I have a completely unrelated question/suggestion that I'd love to see an explainer from the OTW Legal team about if you have time for more of these kinds of posts! I came across this reddit post today: https://www.reddit.com/r/writing/comments/ozda4a/my_friend_copyrighted_my_book_can_i_still_query/ and it made me wonder about the problems inherent in using print-on-demand sites to get hard copies of fanfic. I've had a reader ask if I was planning on releasing a fic as a book, which isn't something I would do because *points at above explainer* fanfic is noncommercial, but I get that some people like to read in book format so I suggested that they use a site like Lulu to make a copy just for themselves if they wanted one. I've heard of lots of people doing that-- you can order just a single copy and don't need to "publish" the story to the website if you don't want to-- but it does assign each "book" an ISBN, so now I'm wondering if that legally assigns the copyright on that work to... well, whoever makes the book.

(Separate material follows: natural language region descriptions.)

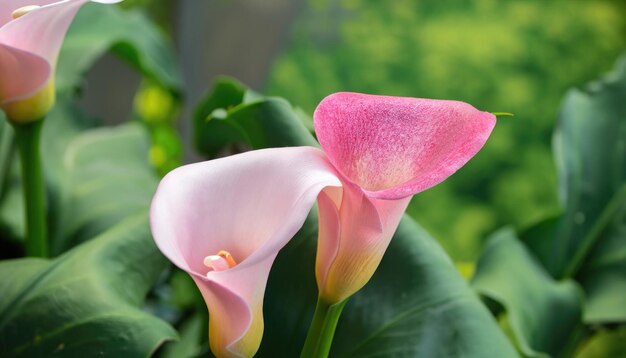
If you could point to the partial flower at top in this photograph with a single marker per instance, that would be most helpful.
(31, 35)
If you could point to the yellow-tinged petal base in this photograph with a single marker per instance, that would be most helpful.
(33, 108)
(247, 346)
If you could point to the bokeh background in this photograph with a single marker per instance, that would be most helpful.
(517, 56)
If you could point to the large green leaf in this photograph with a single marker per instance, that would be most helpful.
(129, 34)
(107, 177)
(543, 314)
(233, 115)
(64, 123)
(85, 302)
(588, 241)
(415, 305)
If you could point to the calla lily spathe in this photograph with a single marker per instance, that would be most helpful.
(31, 34)
(224, 221)
(386, 149)
(248, 205)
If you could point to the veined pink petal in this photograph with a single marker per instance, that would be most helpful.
(38, 33)
(249, 205)
(394, 147)
(354, 234)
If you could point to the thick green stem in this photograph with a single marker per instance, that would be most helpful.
(322, 330)
(28, 137)
(7, 150)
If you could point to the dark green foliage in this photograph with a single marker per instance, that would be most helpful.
(87, 301)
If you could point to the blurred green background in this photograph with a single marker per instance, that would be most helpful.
(516, 56)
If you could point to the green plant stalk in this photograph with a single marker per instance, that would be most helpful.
(7, 149)
(28, 137)
(322, 329)
(596, 230)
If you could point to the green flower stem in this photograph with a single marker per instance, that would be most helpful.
(322, 330)
(28, 136)
(7, 150)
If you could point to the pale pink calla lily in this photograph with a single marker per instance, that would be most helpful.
(248, 205)
(386, 149)
(224, 221)
(30, 40)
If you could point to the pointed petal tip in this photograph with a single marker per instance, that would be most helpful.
(394, 147)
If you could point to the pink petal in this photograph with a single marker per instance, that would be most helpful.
(8, 6)
(250, 205)
(394, 147)
(39, 33)
(353, 238)
(13, 62)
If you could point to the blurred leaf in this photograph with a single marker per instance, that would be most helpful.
(603, 276)
(107, 177)
(605, 344)
(588, 240)
(65, 122)
(415, 305)
(543, 314)
(129, 34)
(191, 335)
(590, 151)
(87, 301)
(233, 115)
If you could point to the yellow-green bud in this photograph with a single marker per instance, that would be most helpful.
(33, 108)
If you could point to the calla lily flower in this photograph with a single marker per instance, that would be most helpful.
(31, 34)
(224, 221)
(386, 149)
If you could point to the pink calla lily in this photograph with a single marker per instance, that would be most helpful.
(386, 149)
(225, 220)
(247, 206)
(31, 34)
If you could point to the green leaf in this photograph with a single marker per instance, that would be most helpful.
(129, 34)
(590, 151)
(603, 276)
(233, 115)
(107, 177)
(588, 241)
(85, 302)
(415, 305)
(543, 314)
(605, 344)
(64, 123)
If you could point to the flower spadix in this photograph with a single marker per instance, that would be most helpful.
(386, 149)
(31, 34)
(224, 221)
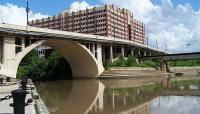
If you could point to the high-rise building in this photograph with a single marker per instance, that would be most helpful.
(107, 20)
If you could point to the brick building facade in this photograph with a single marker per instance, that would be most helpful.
(106, 20)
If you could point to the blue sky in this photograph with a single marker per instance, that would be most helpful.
(173, 23)
(52, 7)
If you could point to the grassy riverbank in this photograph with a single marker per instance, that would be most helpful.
(131, 61)
(54, 67)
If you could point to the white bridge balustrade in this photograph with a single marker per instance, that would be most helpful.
(85, 53)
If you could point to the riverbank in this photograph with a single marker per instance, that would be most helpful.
(137, 72)
(36, 107)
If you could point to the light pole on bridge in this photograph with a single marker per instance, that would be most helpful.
(27, 11)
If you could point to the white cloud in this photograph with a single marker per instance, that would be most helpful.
(13, 14)
(76, 6)
(174, 25)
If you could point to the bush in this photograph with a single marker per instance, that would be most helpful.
(151, 64)
(55, 67)
(131, 61)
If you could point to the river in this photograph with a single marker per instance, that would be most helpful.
(155, 95)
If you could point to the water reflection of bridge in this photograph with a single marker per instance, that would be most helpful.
(93, 97)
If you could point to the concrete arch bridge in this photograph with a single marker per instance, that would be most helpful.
(85, 53)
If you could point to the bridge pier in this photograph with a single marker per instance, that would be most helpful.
(111, 53)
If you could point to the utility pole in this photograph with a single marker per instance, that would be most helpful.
(156, 44)
(27, 11)
(165, 47)
(114, 34)
(147, 41)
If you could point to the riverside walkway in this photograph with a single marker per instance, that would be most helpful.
(36, 107)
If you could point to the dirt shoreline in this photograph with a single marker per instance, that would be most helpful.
(110, 74)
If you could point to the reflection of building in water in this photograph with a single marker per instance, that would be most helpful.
(98, 105)
(113, 102)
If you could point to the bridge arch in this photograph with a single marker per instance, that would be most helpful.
(83, 63)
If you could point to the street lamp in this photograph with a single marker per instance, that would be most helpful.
(27, 11)
(114, 33)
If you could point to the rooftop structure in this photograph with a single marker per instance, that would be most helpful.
(107, 20)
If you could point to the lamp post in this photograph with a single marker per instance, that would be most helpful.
(27, 11)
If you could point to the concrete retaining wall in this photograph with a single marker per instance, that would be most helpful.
(132, 68)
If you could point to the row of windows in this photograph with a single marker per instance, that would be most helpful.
(89, 13)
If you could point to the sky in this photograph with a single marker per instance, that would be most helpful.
(174, 24)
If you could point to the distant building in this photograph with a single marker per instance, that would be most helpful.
(106, 20)
(43, 51)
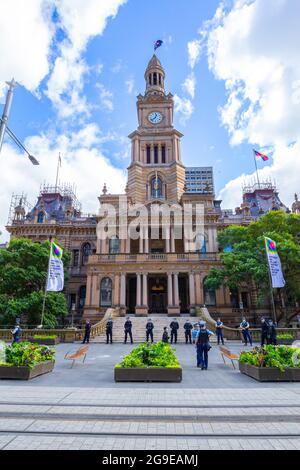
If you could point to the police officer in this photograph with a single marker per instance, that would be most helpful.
(244, 326)
(16, 332)
(219, 331)
(128, 330)
(109, 327)
(87, 332)
(149, 330)
(188, 331)
(203, 346)
(271, 333)
(264, 331)
(174, 325)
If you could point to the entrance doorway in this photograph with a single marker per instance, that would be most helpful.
(157, 294)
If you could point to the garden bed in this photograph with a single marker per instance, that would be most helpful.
(25, 372)
(149, 363)
(270, 374)
(149, 374)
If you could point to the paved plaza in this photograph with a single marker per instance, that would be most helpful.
(83, 408)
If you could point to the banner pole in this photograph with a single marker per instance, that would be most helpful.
(46, 284)
(270, 284)
(256, 168)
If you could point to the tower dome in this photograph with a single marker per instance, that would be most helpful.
(155, 77)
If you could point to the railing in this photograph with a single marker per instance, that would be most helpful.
(66, 335)
(165, 257)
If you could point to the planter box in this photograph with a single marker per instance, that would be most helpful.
(148, 375)
(285, 342)
(45, 342)
(24, 372)
(270, 374)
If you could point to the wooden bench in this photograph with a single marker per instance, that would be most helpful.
(79, 354)
(225, 352)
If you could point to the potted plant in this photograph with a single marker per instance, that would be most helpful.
(48, 340)
(285, 338)
(271, 363)
(149, 363)
(26, 360)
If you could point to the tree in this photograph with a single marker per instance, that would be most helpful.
(23, 274)
(244, 263)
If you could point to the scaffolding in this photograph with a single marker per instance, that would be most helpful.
(254, 186)
(19, 207)
(66, 191)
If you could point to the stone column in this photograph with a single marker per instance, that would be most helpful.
(167, 232)
(172, 240)
(152, 154)
(123, 290)
(146, 240)
(170, 290)
(192, 289)
(138, 290)
(145, 290)
(176, 290)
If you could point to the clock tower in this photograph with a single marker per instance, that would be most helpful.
(156, 171)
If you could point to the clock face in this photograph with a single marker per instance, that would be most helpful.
(155, 117)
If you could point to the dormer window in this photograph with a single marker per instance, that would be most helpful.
(156, 187)
(41, 218)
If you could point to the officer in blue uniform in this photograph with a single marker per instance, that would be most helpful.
(244, 326)
(219, 331)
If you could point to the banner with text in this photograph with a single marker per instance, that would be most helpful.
(274, 264)
(55, 281)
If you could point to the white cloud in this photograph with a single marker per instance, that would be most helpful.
(184, 107)
(26, 34)
(82, 162)
(254, 49)
(106, 97)
(194, 50)
(130, 83)
(81, 20)
(189, 85)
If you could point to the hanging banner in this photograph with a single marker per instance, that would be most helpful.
(55, 281)
(278, 280)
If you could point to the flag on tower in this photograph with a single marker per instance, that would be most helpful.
(157, 44)
(275, 269)
(261, 155)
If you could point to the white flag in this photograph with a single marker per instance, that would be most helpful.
(277, 277)
(55, 282)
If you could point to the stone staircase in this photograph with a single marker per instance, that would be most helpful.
(139, 328)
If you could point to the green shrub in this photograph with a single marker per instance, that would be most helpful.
(44, 337)
(28, 354)
(270, 356)
(285, 336)
(151, 355)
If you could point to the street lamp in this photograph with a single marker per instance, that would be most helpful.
(4, 120)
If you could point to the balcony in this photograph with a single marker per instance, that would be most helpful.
(150, 257)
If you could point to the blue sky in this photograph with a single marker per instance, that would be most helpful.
(104, 66)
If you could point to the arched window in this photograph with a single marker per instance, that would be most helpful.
(106, 292)
(114, 246)
(209, 296)
(86, 252)
(200, 243)
(41, 217)
(82, 294)
(156, 187)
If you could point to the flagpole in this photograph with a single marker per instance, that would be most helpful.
(57, 171)
(271, 287)
(46, 284)
(256, 168)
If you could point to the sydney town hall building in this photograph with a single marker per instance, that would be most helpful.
(130, 256)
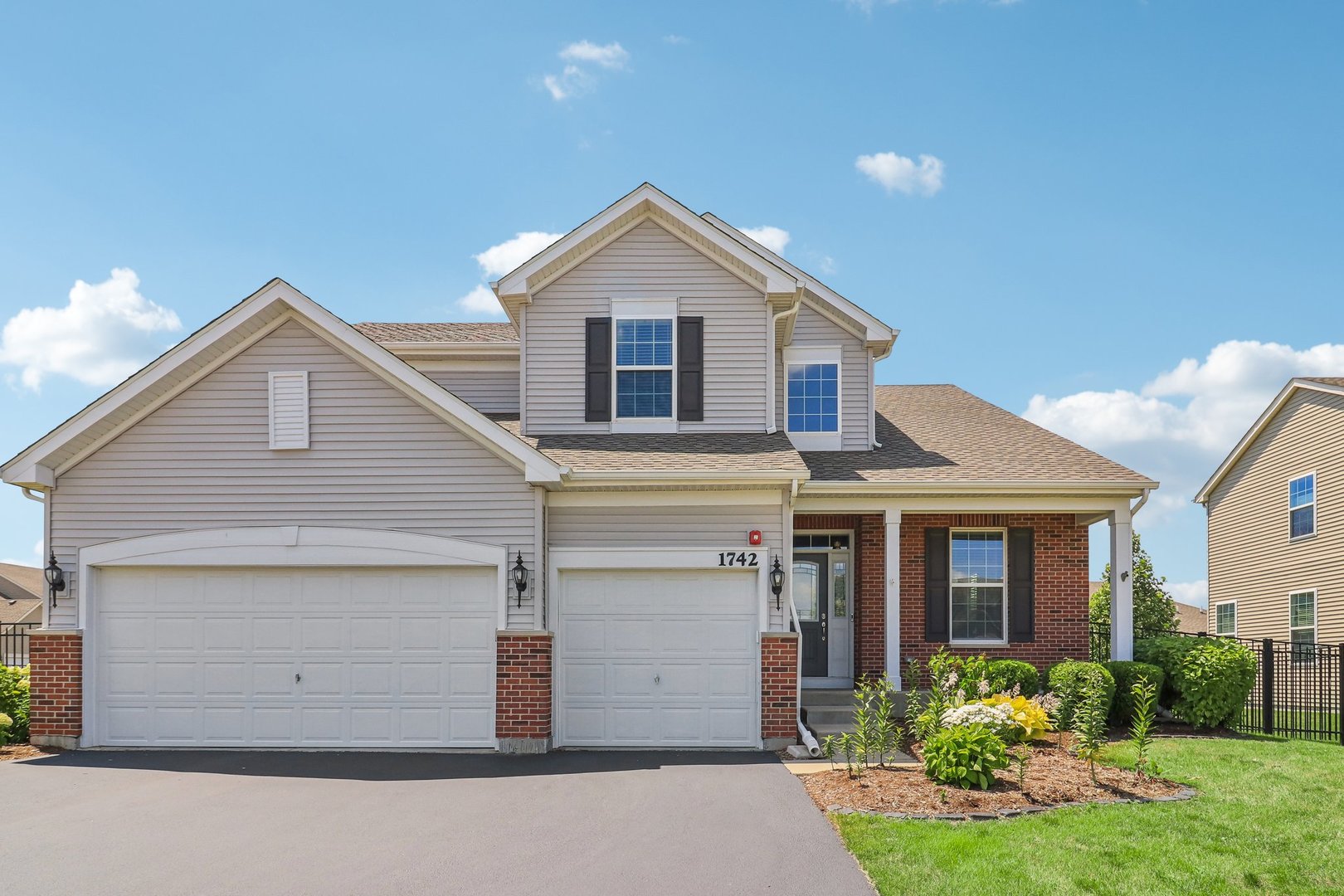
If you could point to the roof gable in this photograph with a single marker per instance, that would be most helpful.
(225, 338)
(1329, 384)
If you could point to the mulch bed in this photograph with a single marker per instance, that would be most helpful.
(23, 751)
(1054, 777)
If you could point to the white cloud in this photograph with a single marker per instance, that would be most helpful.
(574, 78)
(1191, 592)
(480, 303)
(504, 257)
(611, 56)
(773, 238)
(105, 334)
(1183, 422)
(901, 173)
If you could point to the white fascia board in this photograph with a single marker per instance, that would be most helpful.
(877, 332)
(339, 334)
(1257, 427)
(778, 280)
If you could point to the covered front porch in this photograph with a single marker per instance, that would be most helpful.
(877, 585)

[Disclaimer: Not a lawyer or an OTW volunteer, though I work with copyright in my day job]
It shouldn't do. Under the Berne Convention (which virtually every country in the world is now a party to), copyright is automatically assigned to the creator on publication of a work. Publishing online counts, and so as soon as an author publishes their fic (e.g. on AO3), they are assigned copyright. And if you control the work on AO3, it makes it relatively easy for you to demonstrate that you did actually publish the work when you say you did! Someone else then printing a copy on Lulu or whatever doesn't give them a claim on the copyright. (Lulu probably asks them to sign something saying that they have the copyright owner's permission to print, but lying about who the copyright owner is doesn't actually have any effect on who the copyright owner actually is in reality, so even if they tick a box saying "I own the copyright" it doesn't mean they actually do). The case in the reddit post is slightly more complicated because the OP hadn't published before. If your work is unpublished, someone else publishing it (and claiming authorship) then potentially puts you in the position of needing to prove that you were indeed the author and therefore true copyright owner, but the whole point of copyright is protecting the rights of the author. I can say that I'm the copyright owner over someone else's works until I'm blue in the face, but that's no more legally significant than me saying that I own a majority of Amazon stock - me just saying it doesn't make it true.
It's in most print-on-demand services TOS that you can't print fanfic/fanworks using their platform. They will remove the work from their site and close the associated account when they catch it.